Страница 76 из 83
Никто из присутствующих не знал. Подполковник в тот момент готов был перекреститься, если бы это помогло узнать местонахождение Энтони Уайтлендса и компании, в которой он находился. Пока он собирал эту информацию, в гостинице зазвонил телефон. Трубку взял сам подполковник. Это был дон Амос Сальвадор, министр внутренних дел. Ему рассказали о случившемся и принятых мерах.Также выяснилась личность жертвы: Гильермо дель Валье, сын герцога де ла Игуалады, того самого, который хотел продать картину Веласкеса. Товарищи молодого человека вернулись в Центр, чтобы доложить о том, что они не без оснований рассматривали как акт неоправданной агрессии. Один из руководителей Фаланги позвонил семье потерпевшего, чтобы сообщить печальную новость.
- Герцог на пути к гостинице, - сказал министр. - Как можно скорее отправьте подальше виновников происшествия и приготовьте более или менее правдоподобное объяснение. После этого не оставайтесь на улице, сегодня ночью могут возникнуть перестрелки.

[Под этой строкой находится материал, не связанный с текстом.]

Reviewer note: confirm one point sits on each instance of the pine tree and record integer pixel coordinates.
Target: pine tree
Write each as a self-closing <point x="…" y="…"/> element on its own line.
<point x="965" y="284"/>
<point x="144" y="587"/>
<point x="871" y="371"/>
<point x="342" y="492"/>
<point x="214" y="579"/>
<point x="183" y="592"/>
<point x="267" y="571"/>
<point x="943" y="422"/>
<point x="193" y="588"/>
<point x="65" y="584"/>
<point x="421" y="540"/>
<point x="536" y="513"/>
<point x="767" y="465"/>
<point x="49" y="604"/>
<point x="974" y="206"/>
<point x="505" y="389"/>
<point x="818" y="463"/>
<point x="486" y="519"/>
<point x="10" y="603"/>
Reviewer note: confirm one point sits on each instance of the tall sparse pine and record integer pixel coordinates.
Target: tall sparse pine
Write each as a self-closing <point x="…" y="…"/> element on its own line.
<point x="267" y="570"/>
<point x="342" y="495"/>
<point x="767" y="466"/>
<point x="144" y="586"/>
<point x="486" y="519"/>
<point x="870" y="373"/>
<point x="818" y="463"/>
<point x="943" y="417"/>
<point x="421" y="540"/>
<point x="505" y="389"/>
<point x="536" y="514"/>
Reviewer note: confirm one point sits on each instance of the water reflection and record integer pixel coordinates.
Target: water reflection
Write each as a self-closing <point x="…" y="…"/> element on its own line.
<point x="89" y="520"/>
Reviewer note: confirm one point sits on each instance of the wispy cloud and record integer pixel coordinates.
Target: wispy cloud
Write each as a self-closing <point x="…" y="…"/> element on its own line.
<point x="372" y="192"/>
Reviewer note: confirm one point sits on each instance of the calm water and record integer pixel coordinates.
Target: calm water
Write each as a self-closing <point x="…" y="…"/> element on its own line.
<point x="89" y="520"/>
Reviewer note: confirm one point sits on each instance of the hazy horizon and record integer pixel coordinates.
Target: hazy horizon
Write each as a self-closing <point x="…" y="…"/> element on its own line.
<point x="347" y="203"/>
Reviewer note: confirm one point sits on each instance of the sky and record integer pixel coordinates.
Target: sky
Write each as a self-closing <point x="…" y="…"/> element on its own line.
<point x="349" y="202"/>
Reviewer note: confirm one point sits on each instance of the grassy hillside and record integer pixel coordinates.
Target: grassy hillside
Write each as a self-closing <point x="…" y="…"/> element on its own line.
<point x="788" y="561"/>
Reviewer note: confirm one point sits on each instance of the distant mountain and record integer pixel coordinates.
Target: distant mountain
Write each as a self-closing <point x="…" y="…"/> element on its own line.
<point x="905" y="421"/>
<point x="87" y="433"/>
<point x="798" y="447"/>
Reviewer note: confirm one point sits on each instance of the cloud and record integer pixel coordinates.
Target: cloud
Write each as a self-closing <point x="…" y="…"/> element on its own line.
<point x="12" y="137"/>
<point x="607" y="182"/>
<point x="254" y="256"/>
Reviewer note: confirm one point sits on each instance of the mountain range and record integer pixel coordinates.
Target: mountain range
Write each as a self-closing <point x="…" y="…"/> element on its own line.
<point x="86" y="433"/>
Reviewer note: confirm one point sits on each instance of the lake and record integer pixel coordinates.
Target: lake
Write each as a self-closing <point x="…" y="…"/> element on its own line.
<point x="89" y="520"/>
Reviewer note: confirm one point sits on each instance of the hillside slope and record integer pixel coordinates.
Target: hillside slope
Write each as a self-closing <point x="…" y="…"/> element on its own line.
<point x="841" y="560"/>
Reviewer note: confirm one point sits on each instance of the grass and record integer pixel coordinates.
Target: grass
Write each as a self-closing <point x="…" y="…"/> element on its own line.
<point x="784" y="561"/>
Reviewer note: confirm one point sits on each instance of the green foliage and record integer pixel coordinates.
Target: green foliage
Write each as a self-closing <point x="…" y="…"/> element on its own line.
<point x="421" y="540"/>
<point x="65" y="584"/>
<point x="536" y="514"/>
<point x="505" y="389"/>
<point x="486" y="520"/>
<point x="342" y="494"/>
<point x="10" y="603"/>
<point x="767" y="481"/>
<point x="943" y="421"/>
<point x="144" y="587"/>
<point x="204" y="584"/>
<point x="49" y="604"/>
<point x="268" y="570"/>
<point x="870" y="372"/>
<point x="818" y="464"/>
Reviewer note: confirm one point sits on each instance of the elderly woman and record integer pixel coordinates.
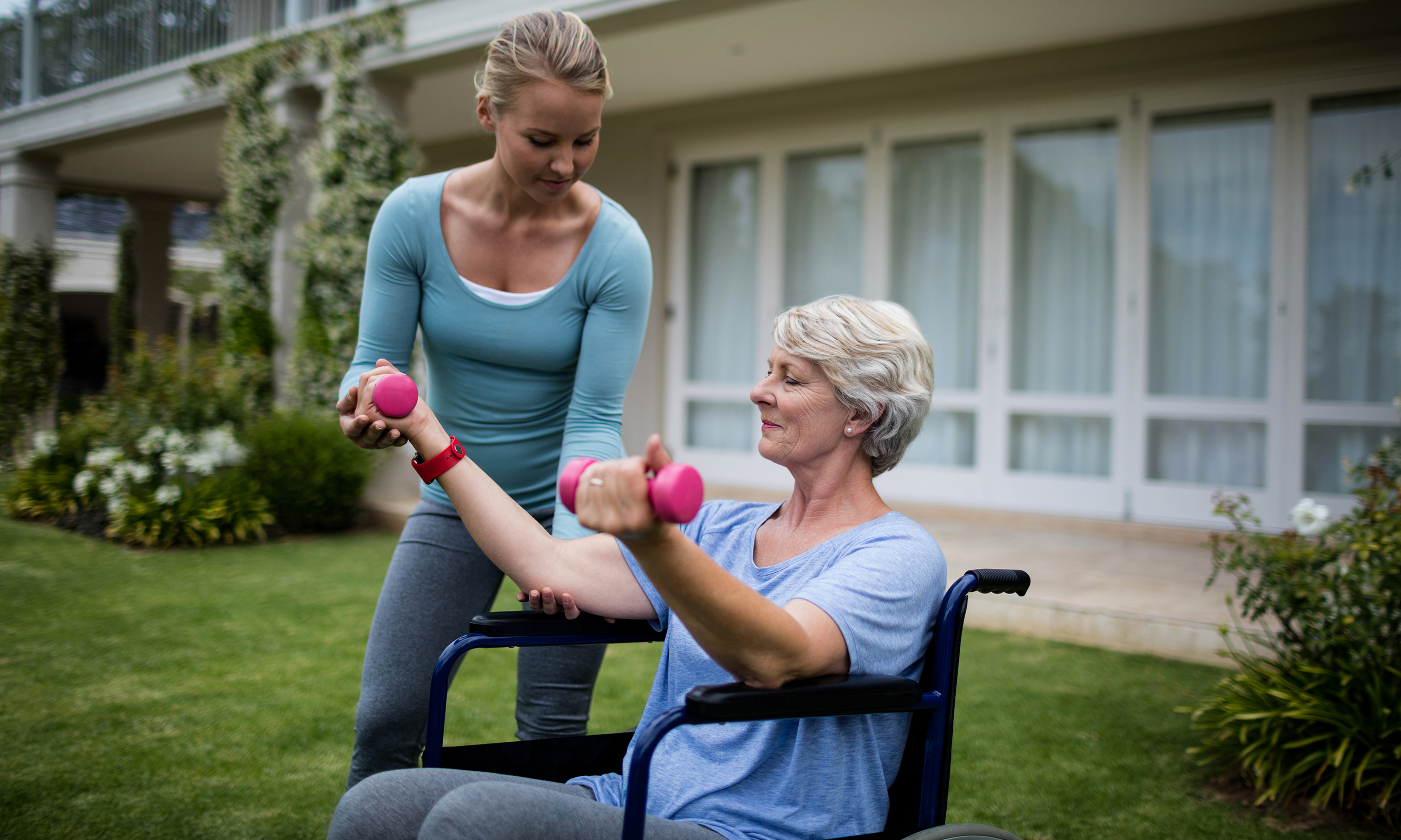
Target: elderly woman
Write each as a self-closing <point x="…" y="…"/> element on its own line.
<point x="829" y="581"/>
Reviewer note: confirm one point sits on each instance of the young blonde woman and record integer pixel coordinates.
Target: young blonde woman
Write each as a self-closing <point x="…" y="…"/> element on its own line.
<point x="531" y="293"/>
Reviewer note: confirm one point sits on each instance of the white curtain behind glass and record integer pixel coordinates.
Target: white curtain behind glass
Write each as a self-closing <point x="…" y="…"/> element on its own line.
<point x="721" y="425"/>
<point x="1328" y="447"/>
<point x="723" y="272"/>
<point x="1063" y="294"/>
<point x="1057" y="444"/>
<point x="1210" y="289"/>
<point x="936" y="206"/>
<point x="1354" y="252"/>
<point x="1207" y="451"/>
<point x="946" y="440"/>
<point x="823" y="226"/>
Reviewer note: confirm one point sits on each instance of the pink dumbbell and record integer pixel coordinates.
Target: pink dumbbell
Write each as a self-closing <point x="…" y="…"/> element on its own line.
<point x="395" y="395"/>
<point x="676" y="492"/>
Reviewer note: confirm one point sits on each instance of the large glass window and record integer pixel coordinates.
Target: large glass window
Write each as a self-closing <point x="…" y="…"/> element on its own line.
<point x="715" y="425"/>
<point x="1354" y="252"/>
<point x="1060" y="444"/>
<point x="935" y="238"/>
<point x="725" y="257"/>
<point x="823" y="227"/>
<point x="1210" y="289"/>
<point x="1063" y="283"/>
<point x="946" y="440"/>
<point x="1207" y="451"/>
<point x="1330" y="450"/>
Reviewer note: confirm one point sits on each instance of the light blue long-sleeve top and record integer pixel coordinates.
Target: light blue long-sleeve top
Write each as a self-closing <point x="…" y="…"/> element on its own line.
<point x="526" y="387"/>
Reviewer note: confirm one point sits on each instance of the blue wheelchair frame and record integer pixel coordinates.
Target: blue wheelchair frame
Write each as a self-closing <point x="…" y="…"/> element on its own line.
<point x="919" y="796"/>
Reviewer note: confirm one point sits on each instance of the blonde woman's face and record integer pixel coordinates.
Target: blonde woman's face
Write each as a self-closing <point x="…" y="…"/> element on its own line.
<point x="799" y="412"/>
<point x="548" y="139"/>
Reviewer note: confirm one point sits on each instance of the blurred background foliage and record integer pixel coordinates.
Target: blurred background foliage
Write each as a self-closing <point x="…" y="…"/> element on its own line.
<point x="1314" y="711"/>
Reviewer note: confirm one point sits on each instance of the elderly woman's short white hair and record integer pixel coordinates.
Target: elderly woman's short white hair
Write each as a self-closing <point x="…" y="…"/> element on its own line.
<point x="877" y="360"/>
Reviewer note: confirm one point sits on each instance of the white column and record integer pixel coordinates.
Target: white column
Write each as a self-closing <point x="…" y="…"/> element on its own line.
<point x="29" y="191"/>
<point x="296" y="108"/>
<point x="153" y="266"/>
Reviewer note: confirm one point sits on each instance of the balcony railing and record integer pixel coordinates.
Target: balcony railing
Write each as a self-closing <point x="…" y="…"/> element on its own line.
<point x="55" y="47"/>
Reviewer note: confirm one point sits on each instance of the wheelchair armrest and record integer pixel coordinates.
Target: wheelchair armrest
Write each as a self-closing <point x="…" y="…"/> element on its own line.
<point x="821" y="696"/>
<point x="1001" y="581"/>
<point x="533" y="623"/>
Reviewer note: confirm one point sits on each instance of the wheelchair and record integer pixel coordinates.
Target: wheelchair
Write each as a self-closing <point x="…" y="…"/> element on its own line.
<point x="918" y="797"/>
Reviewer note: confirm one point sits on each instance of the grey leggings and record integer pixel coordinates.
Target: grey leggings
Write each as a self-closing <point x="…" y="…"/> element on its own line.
<point x="432" y="804"/>
<point x="438" y="581"/>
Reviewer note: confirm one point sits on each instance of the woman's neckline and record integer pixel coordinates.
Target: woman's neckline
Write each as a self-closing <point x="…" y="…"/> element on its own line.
<point x="471" y="293"/>
<point x="506" y="299"/>
<point x="754" y="536"/>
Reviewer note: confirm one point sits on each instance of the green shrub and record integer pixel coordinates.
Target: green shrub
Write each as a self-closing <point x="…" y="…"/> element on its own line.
<point x="311" y="475"/>
<point x="1314" y="711"/>
<point x="225" y="507"/>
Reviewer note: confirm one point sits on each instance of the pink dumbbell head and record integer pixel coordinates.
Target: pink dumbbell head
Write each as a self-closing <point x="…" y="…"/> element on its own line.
<point x="395" y="395"/>
<point x="676" y="492"/>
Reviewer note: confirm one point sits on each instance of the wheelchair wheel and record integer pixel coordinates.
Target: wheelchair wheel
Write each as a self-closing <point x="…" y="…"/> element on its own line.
<point x="963" y="832"/>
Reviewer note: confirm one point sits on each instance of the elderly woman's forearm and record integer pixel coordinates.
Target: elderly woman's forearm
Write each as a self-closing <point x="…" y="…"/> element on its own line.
<point x="756" y="640"/>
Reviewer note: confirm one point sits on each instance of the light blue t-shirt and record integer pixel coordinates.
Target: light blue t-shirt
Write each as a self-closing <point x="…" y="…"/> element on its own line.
<point x="792" y="780"/>
<point x="526" y="387"/>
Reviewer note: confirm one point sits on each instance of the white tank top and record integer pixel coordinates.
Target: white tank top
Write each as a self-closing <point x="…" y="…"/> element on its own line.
<point x="511" y="299"/>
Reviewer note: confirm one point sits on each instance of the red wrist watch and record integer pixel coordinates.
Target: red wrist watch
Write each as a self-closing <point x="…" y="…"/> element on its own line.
<point x="431" y="469"/>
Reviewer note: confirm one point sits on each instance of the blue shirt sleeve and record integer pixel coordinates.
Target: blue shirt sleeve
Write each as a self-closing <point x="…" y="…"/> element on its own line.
<point x="886" y="626"/>
<point x="607" y="356"/>
<point x="393" y="288"/>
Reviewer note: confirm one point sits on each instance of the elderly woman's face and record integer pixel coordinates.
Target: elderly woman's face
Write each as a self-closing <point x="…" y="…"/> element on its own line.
<point x="802" y="418"/>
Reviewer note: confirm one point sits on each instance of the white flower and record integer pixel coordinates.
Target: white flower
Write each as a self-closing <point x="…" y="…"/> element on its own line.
<point x="220" y="446"/>
<point x="152" y="441"/>
<point x="202" y="464"/>
<point x="1309" y="517"/>
<point x="44" y="443"/>
<point x="103" y="457"/>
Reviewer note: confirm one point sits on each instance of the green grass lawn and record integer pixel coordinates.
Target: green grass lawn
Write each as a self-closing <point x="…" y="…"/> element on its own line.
<point x="211" y="694"/>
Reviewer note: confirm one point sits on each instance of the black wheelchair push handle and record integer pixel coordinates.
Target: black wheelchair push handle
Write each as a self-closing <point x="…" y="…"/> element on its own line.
<point x="1001" y="581"/>
<point x="821" y="696"/>
<point x="531" y="623"/>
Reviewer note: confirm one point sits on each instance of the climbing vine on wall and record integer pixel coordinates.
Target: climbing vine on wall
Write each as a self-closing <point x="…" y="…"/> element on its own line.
<point x="255" y="163"/>
<point x="361" y="159"/>
<point x="255" y="170"/>
<point x="121" y="313"/>
<point x="31" y="344"/>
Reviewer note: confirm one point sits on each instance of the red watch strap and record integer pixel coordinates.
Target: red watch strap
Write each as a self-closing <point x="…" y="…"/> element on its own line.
<point x="431" y="469"/>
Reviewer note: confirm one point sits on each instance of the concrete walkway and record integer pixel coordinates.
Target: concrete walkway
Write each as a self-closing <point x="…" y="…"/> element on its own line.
<point x="1116" y="586"/>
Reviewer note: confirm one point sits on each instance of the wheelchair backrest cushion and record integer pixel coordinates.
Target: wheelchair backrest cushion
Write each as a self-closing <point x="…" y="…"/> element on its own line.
<point x="793" y="780"/>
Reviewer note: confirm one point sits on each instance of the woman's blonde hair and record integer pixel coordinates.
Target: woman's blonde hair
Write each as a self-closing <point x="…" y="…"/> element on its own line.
<point x="877" y="360"/>
<point x="548" y="45"/>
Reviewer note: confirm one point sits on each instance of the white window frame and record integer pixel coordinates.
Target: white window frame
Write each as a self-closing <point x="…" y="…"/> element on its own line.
<point x="990" y="483"/>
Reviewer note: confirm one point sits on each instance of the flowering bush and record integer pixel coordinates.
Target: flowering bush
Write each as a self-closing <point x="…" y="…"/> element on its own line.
<point x="155" y="461"/>
<point x="1316" y="710"/>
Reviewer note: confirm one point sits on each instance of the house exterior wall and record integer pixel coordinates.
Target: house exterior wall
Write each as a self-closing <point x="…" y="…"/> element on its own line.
<point x="1128" y="83"/>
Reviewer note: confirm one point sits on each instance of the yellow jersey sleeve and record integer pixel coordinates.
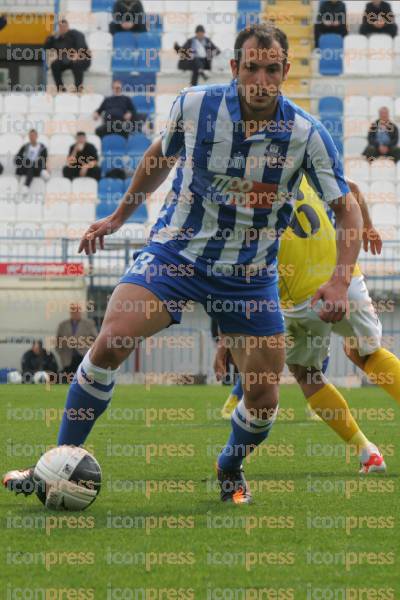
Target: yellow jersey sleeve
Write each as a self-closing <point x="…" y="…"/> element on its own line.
<point x="307" y="252"/>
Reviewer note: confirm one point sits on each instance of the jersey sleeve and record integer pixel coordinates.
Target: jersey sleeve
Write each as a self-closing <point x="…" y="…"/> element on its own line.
<point x="322" y="165"/>
<point x="173" y="135"/>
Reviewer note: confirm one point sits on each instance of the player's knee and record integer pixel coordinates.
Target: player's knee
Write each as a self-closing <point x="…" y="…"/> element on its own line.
<point x="299" y="373"/>
<point x="110" y="351"/>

Подполковник отпустил двух агентов, предварительно осыпав их ругательствами: за такое короткое время они совершили две ошибки подряд, каждая из которых могла иметь серьезнейшие последствия. Через некоторое время появился автомобиль, управляемый водителем в униформе герцога де ла Игуалады, который привез самого герцога в сопровождении его дочери Франциски Эухении и падре Родриго.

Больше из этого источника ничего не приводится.